Devant son ordinateur portable, café à la main, Elodie Jauneau fait le point sur les rendez-vous à venir de Romain Colas. Quatre sont déjà calés pour le lundi 20 février. "C'est un député itinérant. Dans presque toutes les mairies de la circonscription [composée de 13 villes, dont seulement deux socialistes], une salle est mise à notre disposition", explique-t-elle. "On ne peut pas imposer aux gens de tous converger vers Ris-Orangis." La session suivante, le 6 mars, se tiendra à Boussy-Saint-Antoine. "Quand les gens appellent, en fonction de l'urgence du dossier, on essaie de leur proposer la première permanence la plus proche de chez eux."

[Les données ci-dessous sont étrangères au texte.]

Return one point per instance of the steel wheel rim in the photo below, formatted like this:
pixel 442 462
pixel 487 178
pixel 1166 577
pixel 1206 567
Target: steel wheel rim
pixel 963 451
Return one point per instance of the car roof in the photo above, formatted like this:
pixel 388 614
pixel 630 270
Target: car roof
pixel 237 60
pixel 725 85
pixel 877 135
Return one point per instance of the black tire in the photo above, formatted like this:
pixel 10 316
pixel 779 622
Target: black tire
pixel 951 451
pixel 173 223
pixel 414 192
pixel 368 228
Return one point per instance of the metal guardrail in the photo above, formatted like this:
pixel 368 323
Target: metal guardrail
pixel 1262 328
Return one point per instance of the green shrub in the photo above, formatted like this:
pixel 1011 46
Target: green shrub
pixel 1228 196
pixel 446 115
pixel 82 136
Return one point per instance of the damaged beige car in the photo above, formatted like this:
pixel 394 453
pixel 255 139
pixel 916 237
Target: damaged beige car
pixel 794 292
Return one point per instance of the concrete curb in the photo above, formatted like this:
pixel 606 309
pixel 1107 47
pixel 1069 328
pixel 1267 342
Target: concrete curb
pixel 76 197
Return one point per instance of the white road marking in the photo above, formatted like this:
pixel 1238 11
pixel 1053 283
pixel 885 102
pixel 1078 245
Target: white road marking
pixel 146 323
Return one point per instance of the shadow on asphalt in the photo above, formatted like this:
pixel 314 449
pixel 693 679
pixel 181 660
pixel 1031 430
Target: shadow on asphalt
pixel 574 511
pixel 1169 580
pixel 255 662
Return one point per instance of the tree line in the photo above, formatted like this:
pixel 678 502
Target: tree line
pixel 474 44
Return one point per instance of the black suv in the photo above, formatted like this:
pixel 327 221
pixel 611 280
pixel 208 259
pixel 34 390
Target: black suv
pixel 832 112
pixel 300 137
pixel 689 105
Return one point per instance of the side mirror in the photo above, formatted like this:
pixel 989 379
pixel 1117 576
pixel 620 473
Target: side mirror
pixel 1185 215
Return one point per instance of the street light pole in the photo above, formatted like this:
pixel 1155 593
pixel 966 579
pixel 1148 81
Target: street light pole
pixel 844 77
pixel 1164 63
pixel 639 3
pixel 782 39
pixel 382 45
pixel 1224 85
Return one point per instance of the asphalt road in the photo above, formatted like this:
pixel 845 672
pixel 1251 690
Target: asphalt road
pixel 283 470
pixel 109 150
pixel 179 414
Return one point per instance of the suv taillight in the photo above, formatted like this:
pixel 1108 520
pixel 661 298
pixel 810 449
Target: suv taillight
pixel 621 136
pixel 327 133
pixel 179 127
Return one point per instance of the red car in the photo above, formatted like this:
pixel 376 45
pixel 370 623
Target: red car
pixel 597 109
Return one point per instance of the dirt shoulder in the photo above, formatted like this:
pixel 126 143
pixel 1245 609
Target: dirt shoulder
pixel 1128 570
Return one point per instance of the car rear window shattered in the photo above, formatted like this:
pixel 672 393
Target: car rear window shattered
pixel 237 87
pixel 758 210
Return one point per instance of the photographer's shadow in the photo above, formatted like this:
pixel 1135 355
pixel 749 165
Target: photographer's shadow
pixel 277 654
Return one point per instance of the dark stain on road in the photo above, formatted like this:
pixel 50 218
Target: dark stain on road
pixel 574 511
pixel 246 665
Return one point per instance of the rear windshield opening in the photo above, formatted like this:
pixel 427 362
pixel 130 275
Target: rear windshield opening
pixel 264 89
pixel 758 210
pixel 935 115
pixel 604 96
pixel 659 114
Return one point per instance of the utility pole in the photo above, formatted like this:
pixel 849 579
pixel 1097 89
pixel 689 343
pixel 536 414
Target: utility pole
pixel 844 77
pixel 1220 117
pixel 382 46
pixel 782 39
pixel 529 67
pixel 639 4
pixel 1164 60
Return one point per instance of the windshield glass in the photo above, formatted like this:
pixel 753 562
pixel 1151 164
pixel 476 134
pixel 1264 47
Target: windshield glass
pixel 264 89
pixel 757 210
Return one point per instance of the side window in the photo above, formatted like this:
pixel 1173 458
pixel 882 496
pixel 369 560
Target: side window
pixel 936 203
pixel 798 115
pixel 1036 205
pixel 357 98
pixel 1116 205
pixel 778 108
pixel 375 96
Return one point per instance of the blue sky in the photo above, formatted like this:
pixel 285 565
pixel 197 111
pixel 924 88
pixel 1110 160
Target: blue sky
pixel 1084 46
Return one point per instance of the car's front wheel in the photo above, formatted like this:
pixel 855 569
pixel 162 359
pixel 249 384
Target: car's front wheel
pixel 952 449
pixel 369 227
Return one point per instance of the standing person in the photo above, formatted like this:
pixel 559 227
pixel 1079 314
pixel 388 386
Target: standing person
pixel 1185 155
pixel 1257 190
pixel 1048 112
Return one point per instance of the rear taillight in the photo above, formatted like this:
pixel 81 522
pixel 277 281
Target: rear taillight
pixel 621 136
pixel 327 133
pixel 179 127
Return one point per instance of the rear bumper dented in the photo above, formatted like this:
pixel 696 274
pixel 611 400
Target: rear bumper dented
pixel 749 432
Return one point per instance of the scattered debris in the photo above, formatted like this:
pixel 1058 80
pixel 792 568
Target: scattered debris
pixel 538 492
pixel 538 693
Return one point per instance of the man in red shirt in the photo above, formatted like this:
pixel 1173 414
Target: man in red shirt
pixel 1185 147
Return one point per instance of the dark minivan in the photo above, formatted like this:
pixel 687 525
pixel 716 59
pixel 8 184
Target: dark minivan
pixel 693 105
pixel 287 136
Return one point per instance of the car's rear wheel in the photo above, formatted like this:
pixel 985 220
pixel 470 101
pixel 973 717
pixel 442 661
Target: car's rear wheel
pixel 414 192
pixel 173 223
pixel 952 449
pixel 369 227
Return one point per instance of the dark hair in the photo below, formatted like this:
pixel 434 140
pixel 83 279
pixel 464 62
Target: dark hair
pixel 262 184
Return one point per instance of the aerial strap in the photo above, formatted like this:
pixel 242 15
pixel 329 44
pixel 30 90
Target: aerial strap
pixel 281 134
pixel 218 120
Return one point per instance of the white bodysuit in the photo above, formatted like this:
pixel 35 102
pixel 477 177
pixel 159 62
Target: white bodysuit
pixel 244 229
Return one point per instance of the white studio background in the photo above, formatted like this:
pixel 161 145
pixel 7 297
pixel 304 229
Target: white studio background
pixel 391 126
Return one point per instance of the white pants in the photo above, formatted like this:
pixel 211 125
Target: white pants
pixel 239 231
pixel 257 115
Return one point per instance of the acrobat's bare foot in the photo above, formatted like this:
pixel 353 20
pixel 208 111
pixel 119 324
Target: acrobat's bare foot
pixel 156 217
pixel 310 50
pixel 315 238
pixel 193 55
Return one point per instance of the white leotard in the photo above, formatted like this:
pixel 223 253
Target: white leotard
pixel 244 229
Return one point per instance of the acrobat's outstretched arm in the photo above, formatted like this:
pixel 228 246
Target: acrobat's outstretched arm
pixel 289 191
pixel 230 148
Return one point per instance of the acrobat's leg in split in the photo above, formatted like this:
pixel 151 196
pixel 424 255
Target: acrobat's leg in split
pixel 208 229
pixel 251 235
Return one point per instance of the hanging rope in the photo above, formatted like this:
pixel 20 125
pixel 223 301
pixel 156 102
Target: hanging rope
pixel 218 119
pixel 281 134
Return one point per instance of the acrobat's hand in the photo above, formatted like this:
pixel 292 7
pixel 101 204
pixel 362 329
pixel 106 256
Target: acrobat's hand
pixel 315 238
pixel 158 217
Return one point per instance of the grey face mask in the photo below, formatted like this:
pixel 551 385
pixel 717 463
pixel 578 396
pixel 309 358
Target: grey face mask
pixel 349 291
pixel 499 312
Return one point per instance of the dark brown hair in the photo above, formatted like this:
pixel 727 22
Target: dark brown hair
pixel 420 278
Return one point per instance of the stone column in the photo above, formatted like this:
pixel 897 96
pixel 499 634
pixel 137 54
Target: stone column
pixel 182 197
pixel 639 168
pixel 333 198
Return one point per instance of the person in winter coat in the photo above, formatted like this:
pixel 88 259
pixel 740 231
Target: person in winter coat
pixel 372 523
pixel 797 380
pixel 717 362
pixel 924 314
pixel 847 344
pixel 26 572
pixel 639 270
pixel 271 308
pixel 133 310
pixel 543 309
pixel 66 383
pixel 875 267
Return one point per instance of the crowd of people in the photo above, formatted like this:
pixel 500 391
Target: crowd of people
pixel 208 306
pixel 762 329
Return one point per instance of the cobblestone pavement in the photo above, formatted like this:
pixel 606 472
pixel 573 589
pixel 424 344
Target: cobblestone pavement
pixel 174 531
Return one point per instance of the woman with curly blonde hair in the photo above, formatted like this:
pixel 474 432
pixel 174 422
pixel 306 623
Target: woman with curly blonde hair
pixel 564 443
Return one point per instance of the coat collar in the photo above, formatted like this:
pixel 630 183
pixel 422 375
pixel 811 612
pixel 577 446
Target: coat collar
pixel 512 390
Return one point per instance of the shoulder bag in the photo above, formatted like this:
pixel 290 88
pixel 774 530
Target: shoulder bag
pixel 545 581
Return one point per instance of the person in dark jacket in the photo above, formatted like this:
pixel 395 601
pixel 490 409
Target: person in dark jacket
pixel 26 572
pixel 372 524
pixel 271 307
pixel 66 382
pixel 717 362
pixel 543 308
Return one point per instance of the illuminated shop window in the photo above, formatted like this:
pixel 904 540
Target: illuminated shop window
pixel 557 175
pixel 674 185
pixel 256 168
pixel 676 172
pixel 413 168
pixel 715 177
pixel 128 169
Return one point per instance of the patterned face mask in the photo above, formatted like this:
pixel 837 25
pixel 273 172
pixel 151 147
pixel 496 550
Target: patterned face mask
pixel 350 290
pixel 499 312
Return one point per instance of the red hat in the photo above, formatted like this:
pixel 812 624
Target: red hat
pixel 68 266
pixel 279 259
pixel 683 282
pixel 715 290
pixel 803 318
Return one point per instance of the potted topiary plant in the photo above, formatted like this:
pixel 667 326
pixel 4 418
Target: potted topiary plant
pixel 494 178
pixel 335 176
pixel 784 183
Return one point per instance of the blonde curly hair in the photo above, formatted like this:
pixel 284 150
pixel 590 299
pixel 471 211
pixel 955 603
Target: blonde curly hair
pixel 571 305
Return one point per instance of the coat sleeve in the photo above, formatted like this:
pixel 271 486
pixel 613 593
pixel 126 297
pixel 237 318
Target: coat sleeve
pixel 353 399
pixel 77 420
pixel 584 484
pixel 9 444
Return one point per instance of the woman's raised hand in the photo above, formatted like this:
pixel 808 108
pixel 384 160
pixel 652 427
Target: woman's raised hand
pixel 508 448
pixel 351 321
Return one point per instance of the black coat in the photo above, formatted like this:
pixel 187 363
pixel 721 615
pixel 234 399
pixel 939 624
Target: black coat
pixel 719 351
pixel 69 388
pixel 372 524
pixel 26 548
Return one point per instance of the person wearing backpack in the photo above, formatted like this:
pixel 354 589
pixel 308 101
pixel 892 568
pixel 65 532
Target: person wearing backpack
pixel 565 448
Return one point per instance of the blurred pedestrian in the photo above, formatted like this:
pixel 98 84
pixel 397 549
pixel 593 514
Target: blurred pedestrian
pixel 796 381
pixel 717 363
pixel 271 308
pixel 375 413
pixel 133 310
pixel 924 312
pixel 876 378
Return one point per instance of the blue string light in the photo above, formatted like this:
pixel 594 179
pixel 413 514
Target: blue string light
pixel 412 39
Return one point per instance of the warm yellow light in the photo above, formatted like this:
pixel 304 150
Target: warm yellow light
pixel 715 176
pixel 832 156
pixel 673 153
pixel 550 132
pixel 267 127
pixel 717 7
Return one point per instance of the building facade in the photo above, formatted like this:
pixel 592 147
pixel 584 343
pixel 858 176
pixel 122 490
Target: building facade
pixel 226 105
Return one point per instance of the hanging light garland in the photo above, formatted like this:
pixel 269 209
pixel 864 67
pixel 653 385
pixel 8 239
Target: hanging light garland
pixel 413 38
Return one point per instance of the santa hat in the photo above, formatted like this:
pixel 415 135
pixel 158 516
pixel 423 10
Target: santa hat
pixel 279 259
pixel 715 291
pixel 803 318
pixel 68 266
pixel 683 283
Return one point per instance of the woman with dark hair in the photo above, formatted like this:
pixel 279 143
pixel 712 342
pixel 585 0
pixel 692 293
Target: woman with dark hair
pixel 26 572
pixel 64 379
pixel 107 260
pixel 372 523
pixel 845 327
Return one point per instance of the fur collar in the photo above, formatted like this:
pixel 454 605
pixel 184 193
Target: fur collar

Elodie Jauneau a aussi créé des "google alert" sur chacune des 13 villes pour ne rien manquer de l'actualité de la circonscription. Ce matin, deux dépêches d'Essonne Info retiennent son attention : des assistantes maternelles mobilisées à Saint-Germain-lès-Corbeil pour la création d'une "maison des assistantes maternelles" et des agents du secteur postier en grève à Ris-Orangis. "Je vais les mettre dans le paraphe de Romain pour qu'il voit les articles. Il voudra peut-être rencontrer certaines personnes", explique la collaboratrice.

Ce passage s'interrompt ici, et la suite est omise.